Elle ajoute : “L’éthique d’entreprise japonaise repose sur le principe que cela fait partie de la bonne éducation des femmes de porter des chaussures à talons hauts et des tenues très féminines : les femmes doivent être belles, porter des vêtements qui les mettent en valeur.” Les hommes, si on ne les force pas à porter des chaussures à talons ne sont pas forcément mieux lotis. En effet, les employés de bureau sont obligés de porter chemises, cravates et tailleurs au bureau, et ce même pendant les grandes chaleurs de l’été japonais. Face à la recrudescence de malaises et l’inconfort des employés, Yuriko Koike, actuelle gouverneure de Tokyo et ancienne ministre de l’environnement, avait alors initié la campagne Cool Biz en 2005 pour que ces salariés en nage soient libérés de cette obligation et puissent enfin laisser tomber la veste.

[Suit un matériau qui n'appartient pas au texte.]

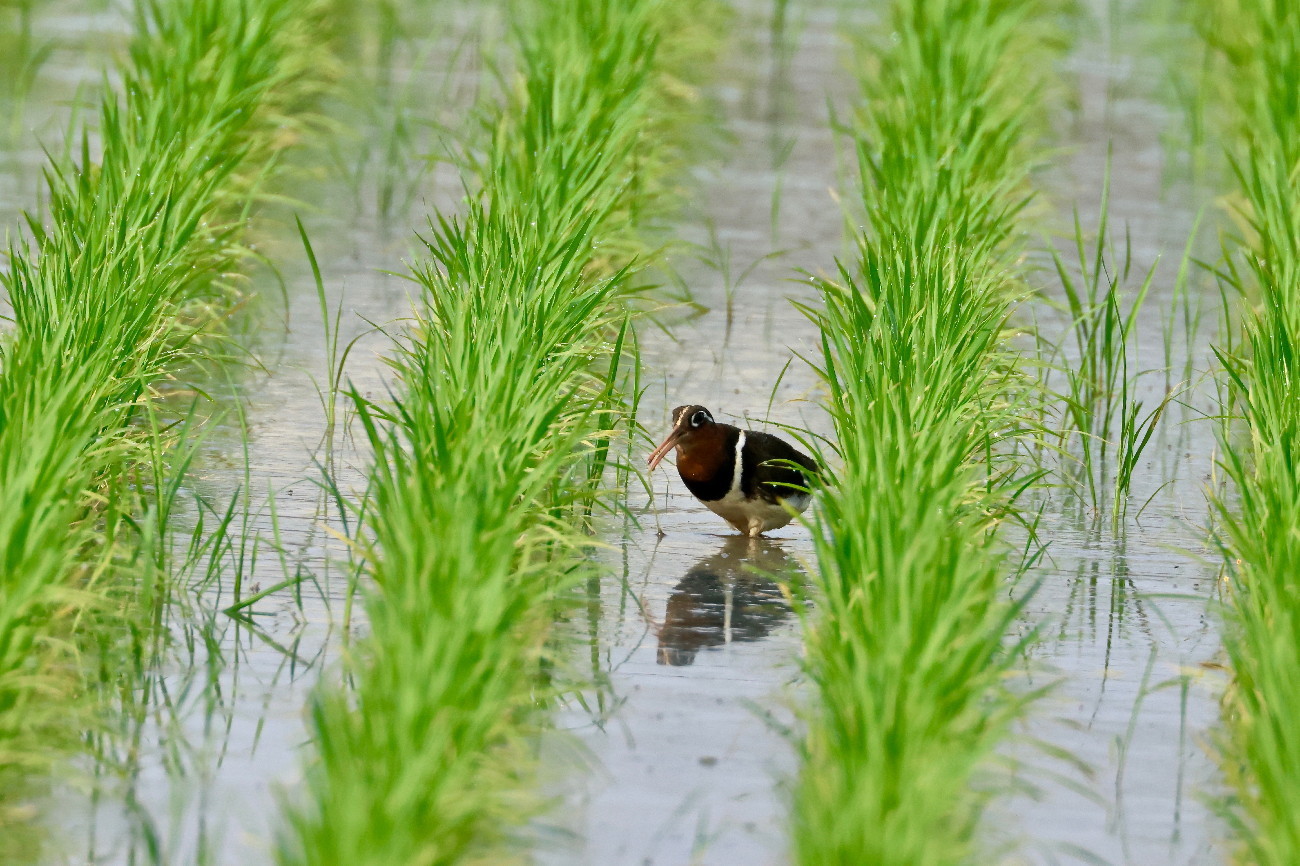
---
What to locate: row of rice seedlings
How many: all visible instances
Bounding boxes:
[792,1,1060,862]
[276,1,724,862]
[1190,2,1300,861]
[0,0,332,850]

« Je ne vois pas ce qu’il y a d’impoli à porter des chaussures plates »
Nombreux sont ceux qui ont eu du mal à se résoudre à ôter la cravate mais de manière générale, l’initiative a été très bien reçue et a entraîné un accueil favorable qui a eu des retombées positives au fil du temps. La campagne Cool Biz a également permis de diminuer l’importante consommation d’électricité générée par l’utilisation outrancière de l’air climatisée par les employés de bureau qui avaient trop chaud, du fait de leur tenue non-adaptée au climat.

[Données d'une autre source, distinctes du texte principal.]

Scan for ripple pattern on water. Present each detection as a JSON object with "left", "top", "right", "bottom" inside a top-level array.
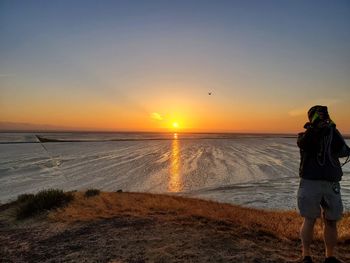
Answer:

Avec son action, Yumi Ishikawa espère “attirer l’attention du ministère japonais de la Santé, du Travail et du Bien-être afin que l’obligation des chaussures à talons hauts soit elle aussi révisée, voir supprimée”. La pétition qu’elle a publiée sur le site change.org a d’ores et déjà recueilli 17 500 signatures. “Je ne vois pas ce qu’il y a d’impoli à porter des chaussures plates pour aller au travail lorsque l’on est une femme. Chacune devrait pouvoir s’habiller comme elle en a envie et sans se soucier du regard des autres. J’ai envie d’aider ces Japonaises qui travaillent et sont courageuses : la beauté d’une femme ne devrait pas être réduite à son apparence physique ou à l’image qu’elle renvoie en société.”